Quais as vantagens que Minc leva para o ministério? Sua militância ambiental, que vem de longe. Como secretário, teve uma gestão controvertida. Conheço muita gente que a condena como tolerante demais. Eu tenho dúvidas sobre algumas das decisões na área industrial. Acho que a flexibilidade ultrapassou, em alguns pontos, a fronteira entre o realismo e a tolerância. Minc expõe a seu favor o veto ambiental a uma termelétrica que seria, sem dúvida, o pior dos projetos do governo Cabral. Tem experiência política, embora limitada à política estadual. Mas, como militante, esteve várias vezes no front nacional.

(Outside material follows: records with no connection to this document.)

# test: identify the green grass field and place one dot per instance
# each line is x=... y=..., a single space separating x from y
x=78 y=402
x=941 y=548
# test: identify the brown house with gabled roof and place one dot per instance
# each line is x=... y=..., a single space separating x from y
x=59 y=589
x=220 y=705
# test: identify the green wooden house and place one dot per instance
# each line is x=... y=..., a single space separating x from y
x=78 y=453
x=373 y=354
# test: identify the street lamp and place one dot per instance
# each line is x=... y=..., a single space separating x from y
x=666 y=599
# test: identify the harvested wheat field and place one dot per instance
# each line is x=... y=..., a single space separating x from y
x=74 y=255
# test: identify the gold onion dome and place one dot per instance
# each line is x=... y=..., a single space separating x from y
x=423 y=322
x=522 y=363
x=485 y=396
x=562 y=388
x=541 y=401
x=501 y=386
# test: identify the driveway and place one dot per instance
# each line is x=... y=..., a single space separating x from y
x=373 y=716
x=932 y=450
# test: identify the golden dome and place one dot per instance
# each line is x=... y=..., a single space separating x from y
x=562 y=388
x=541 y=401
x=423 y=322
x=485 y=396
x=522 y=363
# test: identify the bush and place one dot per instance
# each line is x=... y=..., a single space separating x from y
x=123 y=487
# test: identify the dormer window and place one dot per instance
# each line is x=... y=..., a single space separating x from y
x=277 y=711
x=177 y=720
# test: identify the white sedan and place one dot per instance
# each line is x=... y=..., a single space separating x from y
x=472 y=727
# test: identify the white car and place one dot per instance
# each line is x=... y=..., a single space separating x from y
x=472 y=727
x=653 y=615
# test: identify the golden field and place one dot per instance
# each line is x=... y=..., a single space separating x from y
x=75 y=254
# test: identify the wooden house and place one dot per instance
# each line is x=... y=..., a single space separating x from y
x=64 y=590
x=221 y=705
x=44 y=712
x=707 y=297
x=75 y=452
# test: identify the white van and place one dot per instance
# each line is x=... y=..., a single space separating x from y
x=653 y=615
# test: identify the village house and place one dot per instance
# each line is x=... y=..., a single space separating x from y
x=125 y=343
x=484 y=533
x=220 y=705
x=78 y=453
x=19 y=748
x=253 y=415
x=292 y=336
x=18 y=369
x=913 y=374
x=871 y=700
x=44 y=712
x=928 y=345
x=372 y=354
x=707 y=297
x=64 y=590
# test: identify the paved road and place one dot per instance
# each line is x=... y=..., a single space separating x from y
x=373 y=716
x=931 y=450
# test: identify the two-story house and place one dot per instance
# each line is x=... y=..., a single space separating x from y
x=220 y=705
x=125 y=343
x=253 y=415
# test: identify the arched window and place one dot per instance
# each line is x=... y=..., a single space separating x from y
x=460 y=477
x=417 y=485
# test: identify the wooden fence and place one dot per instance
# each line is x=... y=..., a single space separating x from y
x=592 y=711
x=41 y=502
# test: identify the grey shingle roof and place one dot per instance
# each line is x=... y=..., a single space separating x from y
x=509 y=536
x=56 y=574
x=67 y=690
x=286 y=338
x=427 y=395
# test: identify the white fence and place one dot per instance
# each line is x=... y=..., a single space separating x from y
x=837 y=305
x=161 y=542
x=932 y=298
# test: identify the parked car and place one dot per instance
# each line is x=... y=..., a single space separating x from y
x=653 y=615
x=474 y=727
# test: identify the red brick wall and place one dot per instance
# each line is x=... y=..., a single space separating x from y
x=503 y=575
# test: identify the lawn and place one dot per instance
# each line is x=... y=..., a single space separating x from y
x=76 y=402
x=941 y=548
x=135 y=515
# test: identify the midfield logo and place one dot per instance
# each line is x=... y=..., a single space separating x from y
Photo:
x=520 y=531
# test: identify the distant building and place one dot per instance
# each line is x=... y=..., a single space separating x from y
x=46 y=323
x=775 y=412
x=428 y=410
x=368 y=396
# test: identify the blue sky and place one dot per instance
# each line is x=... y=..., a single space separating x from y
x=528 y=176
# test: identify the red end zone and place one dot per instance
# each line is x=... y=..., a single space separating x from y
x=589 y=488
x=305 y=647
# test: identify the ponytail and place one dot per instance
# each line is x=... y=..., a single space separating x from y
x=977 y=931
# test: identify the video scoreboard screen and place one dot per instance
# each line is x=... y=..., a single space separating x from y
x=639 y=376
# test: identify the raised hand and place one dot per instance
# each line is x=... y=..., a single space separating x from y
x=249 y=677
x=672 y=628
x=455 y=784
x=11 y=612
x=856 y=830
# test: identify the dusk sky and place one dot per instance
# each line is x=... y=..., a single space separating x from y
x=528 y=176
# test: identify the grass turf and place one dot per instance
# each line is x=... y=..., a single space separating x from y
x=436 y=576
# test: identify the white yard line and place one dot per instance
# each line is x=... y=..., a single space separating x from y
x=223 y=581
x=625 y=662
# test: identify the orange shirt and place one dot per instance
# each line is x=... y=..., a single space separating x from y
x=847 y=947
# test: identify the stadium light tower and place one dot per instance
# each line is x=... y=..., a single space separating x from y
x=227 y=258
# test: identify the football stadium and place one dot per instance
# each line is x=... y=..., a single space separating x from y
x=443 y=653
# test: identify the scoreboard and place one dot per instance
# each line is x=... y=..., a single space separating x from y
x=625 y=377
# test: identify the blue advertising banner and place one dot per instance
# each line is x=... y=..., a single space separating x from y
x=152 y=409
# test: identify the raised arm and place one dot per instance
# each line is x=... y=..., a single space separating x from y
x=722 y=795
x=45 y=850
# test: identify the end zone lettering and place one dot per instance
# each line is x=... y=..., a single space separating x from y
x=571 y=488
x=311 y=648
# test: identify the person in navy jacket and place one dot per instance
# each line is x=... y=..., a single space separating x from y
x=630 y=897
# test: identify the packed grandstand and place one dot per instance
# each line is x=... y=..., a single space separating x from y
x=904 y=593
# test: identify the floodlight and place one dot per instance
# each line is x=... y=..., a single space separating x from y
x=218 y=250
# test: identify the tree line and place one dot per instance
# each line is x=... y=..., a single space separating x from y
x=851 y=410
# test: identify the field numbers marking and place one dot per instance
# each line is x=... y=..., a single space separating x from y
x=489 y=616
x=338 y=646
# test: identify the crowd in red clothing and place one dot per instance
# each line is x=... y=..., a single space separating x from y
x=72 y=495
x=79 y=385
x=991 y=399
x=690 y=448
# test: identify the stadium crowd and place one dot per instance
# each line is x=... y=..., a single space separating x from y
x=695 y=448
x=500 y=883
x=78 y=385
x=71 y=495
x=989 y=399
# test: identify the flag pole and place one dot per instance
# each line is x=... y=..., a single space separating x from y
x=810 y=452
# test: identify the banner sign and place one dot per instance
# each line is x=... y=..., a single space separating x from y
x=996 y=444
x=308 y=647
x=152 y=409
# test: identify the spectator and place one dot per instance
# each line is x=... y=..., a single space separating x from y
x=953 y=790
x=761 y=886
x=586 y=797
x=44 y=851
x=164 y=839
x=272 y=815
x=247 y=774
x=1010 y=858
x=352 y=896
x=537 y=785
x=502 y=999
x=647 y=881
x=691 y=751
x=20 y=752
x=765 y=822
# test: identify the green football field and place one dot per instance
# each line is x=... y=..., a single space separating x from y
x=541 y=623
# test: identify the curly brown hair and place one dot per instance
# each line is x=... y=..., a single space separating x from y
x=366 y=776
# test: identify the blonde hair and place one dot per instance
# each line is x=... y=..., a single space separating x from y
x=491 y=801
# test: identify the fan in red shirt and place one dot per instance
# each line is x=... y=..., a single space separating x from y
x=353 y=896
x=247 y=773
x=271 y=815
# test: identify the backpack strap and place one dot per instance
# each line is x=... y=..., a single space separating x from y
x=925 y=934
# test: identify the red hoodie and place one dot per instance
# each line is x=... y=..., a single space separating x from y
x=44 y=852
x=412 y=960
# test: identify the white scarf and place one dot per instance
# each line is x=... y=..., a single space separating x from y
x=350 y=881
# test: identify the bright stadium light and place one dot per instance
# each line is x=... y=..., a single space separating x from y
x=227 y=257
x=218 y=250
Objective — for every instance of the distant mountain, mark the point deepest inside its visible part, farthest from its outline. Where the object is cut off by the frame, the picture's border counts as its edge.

Tem boas relações nas redes que podem ajudá-lo a montar uma equipe competente. Pode ter respaldo político nos dois grandes partidos da coalizão governamental, o seu PT e o PMDB, de Sérgio Cabral. No PMDB, encontrará uma parte daqueles que hoje assediam o meio ambiente para paralisá-lo. Mas eles estão em toda parte, inclusive no DEM e no PSDB. Uma de suas batalhas políticas, por exemplo, pode ser evitar a aprovação do projeto patrocinado pelo tucano Flexa Ribeiro, que quer relaxar o limite da reserva legal na Amazônia, mas que tem sólidos apoios no PMDB. Aproveitando o vazio de poder com a saída de Marina Silva, a Câmara aprovou a MP da grilagem. Ela vai ao Senado, agora.
A maior vantagem política é que, por contraditório que possa parecer, o movimento de Marina Silva pode virar o jogo a favor do novo ministro. Ao sair, no momento de maior fraqueza, quando o presidente diz que ela não é isenta para comandar as ações pela sustentabilidade da Amazônia e convoca um estrangeiro na questão amazônica e ambiental, o professor Unger, para esse comando, pode mudar o contexto político por causa da mobilização da preocupação nacional e internacional com a Amazônia. A opinião pública informada no Brasil e a opinião pública mundial ficarão de olho para ver se o governo capitulou aos interesses daqueles que devastam a Amazônia de forma oportunista e ilegal, querem o crescimento a qualquer custo, buscam no atraso práticas que reduzam seus custos e aumentem seus lucros e desprezam a ameaça da mudança climática global. Para ter legitimidade, credibilidade e honrar sua militância, Minc terá que mostrar que não. Por ser de fora pode coordenar uma coalizão de cérebros para pensar juntos uma nova agenda para a Amazônia. Sem uma agenda nova, é difícil encontrar o caminho da preservação da floresta.
Outra vantagem de Minc pode estar na gestão. No momento, a idéia dominante é que ele, como gestor, foi expedito no licenciamento. Mas boa gestão pode ser, também, ser expedito na regulação. Que o MMA precisa ter sua gestão melhorada não há dúvida. Minc terá, por exemplo, com a experiência que teve no Rio ao unificar os órgãos de regulação ambiental, resolver o impasse da mudança açodada e mal feita que dividiu o IBAMA, deixando-o praticamente paralisado e criando o ChiBio, que nunca conseguiu se mover. Ouvi muitos elogios à capacidade de gestão e à resolução nas decisões durante sua passagem pela secretaria no Rio, como uma surpresa, dado que, até então, sua experiência era apenas parlamentar.
Não é tarefa fácil, assumir o ministério nessas condições. Por isso mesmo, é uma grande oportunidade. O Brasil pode se desenvolver, com mais qualidade e bem-estar, preservando a Amazônia e acelerando a conversão de nossa economia para baixos níveis de emissão de carbono. Um ministro do Meio Ambiente não precisa brecar o progresso, só usar de persuasão e decisão regulatória, para direcionar o progresso para aquelas rotas que obedeçam as condicionantes ambientais. O problema é que o governo tem um projeto todo ele dominado pela visão de progresso que foi dominante na virada da segunda metade do século XX. O Rio de Janeiro também. E isso Minc não vai mudar.